No doubt some of them were terraced.  I've never succeeded in keeping
anything terraced for any length of time, so maybe someone who is
successful with it can explain how they did it.

> - - Does a very thick substrate cause anaerobic conditions
>     that could be unhealthy?

In my experience most plants seek out and thrive with an anaerobic
substrate.  Just the same, there are limits.  I wouldn't want all of the
substrate to be anaerobic.

> - - Other than driftwood, are there other ways of raising
>     the height of some plants (riccia, Java fern, Java moss,
>     etc.)? Large rocks could cause weight problems! Does
>     anyone use realistic-looking lightweight "fake" rocks
>     made of plastic or styrofoam that provide a good
>     clinging surface for some plants like riccia, Java fern,
>     etc.?

Some plants (Bolbitis in particular) don't seem to attach well to
rocks.  Wood works better.  I would stay away from foam plastics like
styrofoam; that's partly because they release plasticizers into the
water and partly because a lot of the foam I've seen submersed very long
appears to degrade.  I seem to recall that one of the large tanks in the
2000 AGA contest had a construction on the back and sides that appears
to be of styrofoam or something similar.
> For someone who does not use CO2 and fertilizes sparingly,
> I'm fairly happy with the plant growth rate. But my tanks
> look too 2-dimensional. It would be nice to have more
> vertical landscaping to create the illusion of hills and valleys.
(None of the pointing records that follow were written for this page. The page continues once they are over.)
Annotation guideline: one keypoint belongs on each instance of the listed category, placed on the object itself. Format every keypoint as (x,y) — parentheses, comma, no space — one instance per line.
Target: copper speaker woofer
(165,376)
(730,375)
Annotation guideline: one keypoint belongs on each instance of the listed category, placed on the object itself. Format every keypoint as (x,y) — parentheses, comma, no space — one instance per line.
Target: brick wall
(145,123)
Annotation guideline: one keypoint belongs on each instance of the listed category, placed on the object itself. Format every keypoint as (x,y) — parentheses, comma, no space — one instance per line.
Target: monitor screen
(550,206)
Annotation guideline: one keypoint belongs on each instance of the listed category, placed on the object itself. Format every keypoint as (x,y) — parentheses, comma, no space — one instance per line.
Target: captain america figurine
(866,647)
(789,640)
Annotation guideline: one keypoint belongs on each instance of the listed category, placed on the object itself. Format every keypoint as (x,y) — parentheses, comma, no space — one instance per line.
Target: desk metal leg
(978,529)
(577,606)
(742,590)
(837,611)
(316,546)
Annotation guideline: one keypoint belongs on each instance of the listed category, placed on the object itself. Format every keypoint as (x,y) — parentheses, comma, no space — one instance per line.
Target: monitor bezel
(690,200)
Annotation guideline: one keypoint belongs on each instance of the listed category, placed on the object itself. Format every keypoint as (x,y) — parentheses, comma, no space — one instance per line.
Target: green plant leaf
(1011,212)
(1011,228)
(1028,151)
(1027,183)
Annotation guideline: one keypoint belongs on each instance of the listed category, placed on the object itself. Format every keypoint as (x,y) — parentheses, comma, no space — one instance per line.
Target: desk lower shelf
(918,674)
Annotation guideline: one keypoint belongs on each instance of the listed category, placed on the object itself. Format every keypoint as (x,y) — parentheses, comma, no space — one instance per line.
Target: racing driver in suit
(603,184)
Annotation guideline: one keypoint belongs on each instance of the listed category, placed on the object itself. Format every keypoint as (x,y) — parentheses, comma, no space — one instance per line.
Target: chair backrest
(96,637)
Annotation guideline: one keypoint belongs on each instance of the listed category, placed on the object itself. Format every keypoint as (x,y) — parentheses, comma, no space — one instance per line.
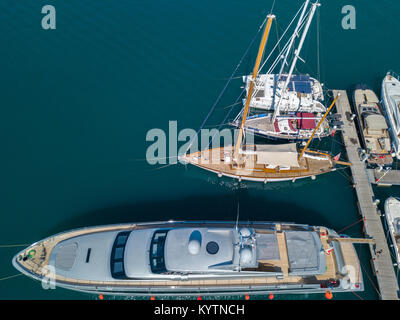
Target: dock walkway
(384,178)
(382,264)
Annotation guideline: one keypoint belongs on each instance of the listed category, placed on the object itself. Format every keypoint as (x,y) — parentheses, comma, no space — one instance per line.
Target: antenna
(237,217)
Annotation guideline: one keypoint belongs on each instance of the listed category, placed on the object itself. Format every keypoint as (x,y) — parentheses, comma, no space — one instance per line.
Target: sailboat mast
(251,88)
(296,32)
(317,127)
(297,54)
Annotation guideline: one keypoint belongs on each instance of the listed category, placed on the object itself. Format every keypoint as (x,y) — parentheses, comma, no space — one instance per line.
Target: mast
(251,88)
(297,54)
(317,127)
(296,32)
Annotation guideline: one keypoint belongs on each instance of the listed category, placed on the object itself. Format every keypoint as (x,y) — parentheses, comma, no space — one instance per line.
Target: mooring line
(9,277)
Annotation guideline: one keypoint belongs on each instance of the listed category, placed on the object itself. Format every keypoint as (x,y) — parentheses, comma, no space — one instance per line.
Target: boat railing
(394,74)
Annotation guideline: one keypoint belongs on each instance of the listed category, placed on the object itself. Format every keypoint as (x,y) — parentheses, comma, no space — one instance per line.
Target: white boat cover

I'm glad you're happy with your tank.  Lack of CO2 and sparing
fertilizer may be why the lower leaves of your stem plants look a little
ratty.  Those factors (taken together) keep the lower leaves on stem
plants looking better than they would otherwise.

A common practice is to stagger the height of plants from high in back
to low in front so that plants at the front obscure the lower leaves on
the background plants.  That way the lower leaves on the background
plants can get pretty ratty and no one notices.